Sammanfattning: This thesis is divided into two parts in which two different aspects of the Large Hadron Collider (LHC) Project are discussed. The first part describes the design of a transition radiation tracker (TRT) for the inner detector in ATLAS. In particular, the barrel part was studied in detail. The barrel TRT consists of 52 544 1.5-m-long proportional tubes (straws), parallel to the beam axis and each with a diameter of 4 mm. The detector is divided into three module layers with 32 modules in each layer. The preparatory study comprises: module size optimization, mechanical and thermal calculations, tracking performance and material budget studies. A 0.5-m-long barrel-module prototype has been built and tested in order to validate the design. Measurements have been performed on the temperature distribution inside the detector in order to calibrate the thermal calculations and to verify the cooling scheme of the modules. Additional measurements have been performed, e.g. on leak tightness, wire tension, high voltage and cross-talk between channels. Finally, the transition radiation performance of two different fibre radiators was measured with the 0.5 m barrel prototype and, based on the performance of individual straws, the electron identification performance was estimated for the full barrel TRT. The second part deals with the cryogenic system for the LHC superconducting magnets.
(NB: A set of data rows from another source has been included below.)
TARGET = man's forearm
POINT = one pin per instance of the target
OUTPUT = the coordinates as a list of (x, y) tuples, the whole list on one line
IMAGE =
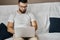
[(11, 30)]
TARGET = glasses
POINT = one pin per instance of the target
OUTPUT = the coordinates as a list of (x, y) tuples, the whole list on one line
[(23, 6)]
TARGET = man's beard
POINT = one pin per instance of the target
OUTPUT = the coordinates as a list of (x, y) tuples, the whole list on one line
[(22, 11)]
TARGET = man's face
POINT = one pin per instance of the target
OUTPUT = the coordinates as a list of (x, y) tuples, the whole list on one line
[(22, 7)]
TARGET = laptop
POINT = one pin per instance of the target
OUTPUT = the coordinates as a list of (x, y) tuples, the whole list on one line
[(25, 32)]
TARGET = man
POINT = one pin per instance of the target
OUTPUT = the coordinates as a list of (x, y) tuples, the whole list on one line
[(21, 18)]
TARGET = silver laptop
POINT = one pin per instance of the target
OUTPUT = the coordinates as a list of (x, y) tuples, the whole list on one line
[(25, 32)]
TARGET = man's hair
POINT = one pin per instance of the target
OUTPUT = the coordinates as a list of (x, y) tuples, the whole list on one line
[(23, 1)]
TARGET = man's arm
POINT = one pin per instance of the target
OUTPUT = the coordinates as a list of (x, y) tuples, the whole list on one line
[(10, 27), (34, 24)]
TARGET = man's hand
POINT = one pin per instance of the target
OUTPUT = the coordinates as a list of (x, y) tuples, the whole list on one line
[(34, 24), (10, 28)]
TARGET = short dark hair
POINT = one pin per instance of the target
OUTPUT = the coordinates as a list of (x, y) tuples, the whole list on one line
[(23, 1)]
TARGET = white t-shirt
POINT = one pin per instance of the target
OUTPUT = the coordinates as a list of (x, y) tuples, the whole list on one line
[(21, 20), (22, 24)]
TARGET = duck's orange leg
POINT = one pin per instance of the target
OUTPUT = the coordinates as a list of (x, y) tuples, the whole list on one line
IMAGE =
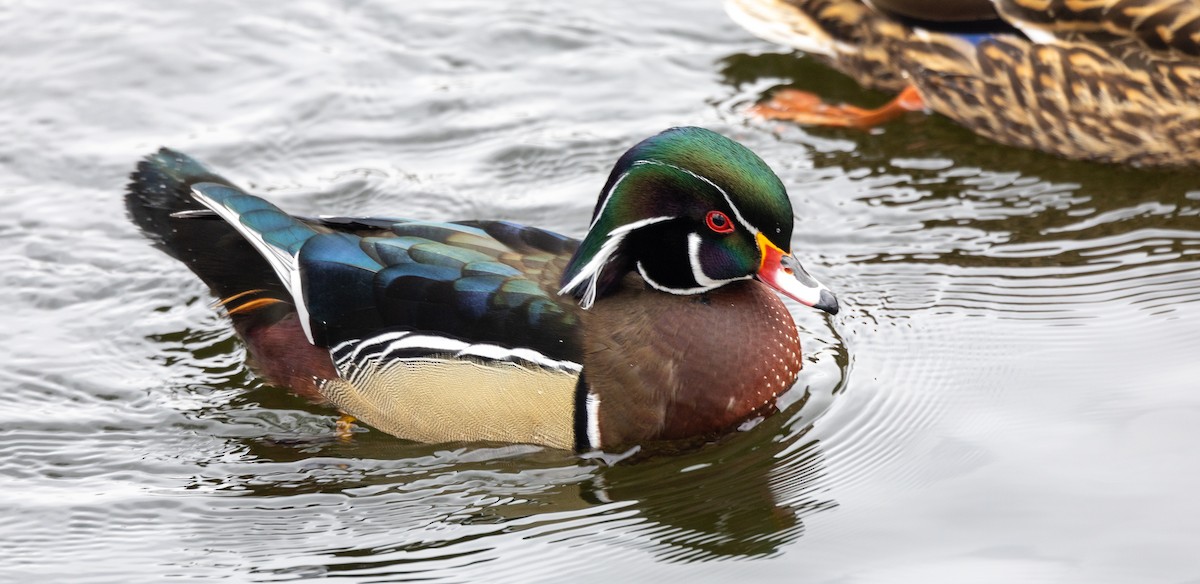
[(807, 108), (345, 427)]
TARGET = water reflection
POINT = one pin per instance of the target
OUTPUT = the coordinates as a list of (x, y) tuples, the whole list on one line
[(745, 497)]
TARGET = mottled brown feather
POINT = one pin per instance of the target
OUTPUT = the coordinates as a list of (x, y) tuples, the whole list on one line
[(1117, 82)]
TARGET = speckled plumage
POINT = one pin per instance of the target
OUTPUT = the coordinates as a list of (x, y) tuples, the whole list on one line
[(463, 331), (1108, 80)]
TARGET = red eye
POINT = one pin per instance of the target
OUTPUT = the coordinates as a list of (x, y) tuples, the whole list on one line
[(719, 222)]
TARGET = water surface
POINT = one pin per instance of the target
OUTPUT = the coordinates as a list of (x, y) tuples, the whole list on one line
[(1009, 393)]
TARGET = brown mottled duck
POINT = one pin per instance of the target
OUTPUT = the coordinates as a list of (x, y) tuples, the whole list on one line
[(1107, 80)]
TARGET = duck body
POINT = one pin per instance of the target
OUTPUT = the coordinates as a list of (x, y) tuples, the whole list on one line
[(655, 326), (1107, 80)]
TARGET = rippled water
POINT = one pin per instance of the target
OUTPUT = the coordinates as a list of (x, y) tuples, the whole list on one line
[(1009, 395)]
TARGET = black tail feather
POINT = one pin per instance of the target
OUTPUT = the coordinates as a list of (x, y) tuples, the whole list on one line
[(159, 199)]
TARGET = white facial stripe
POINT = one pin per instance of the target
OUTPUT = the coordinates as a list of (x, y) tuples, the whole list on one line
[(607, 196), (283, 263), (682, 292), (591, 271), (737, 214)]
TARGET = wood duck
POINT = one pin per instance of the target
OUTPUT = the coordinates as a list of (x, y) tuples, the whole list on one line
[(661, 324), (1108, 80)]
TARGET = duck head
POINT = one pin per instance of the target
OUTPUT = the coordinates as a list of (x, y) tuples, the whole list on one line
[(691, 211)]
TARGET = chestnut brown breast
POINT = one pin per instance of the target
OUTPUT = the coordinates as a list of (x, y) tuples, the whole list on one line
[(667, 367)]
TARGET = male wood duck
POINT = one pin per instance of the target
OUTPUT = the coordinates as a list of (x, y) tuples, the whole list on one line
[(1108, 80), (659, 325)]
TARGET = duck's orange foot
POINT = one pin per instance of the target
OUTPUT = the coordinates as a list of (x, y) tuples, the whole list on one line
[(803, 107), (345, 427)]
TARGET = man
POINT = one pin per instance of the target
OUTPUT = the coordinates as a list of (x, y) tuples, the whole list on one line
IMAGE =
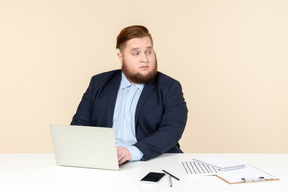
[(145, 108)]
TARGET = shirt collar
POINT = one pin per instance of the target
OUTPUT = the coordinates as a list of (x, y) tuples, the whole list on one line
[(125, 83)]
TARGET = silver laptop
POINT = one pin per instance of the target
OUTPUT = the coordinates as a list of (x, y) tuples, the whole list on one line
[(84, 146)]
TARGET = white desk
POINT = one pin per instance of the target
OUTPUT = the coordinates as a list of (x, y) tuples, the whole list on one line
[(38, 172)]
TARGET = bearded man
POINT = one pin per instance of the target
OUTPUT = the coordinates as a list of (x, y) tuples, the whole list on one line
[(146, 108)]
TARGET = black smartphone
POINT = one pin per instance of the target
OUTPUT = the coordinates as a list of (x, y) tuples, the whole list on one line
[(152, 177)]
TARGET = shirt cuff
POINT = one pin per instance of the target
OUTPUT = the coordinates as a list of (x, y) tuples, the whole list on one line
[(135, 153)]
They will work at a temperature below 2 K and it is essential to understand the thermal behaviour of the individual cryogenic components in order to assess the insulating properties of the magnet cryostat. The work involves the design of two dedicated heat-inleak measuring benches for cryogenic components, and the results from heat-inleak measurements on two different types of cryogenic components are reported. Measurements were carried out on various support-post prototypes and on one quench-relief-valve prototype. The heat loads were measured with specially developed heatmeters and cross measured with calorimetric measurements and standard boil-off methods. The measured heat loads were compared with analytical calculations.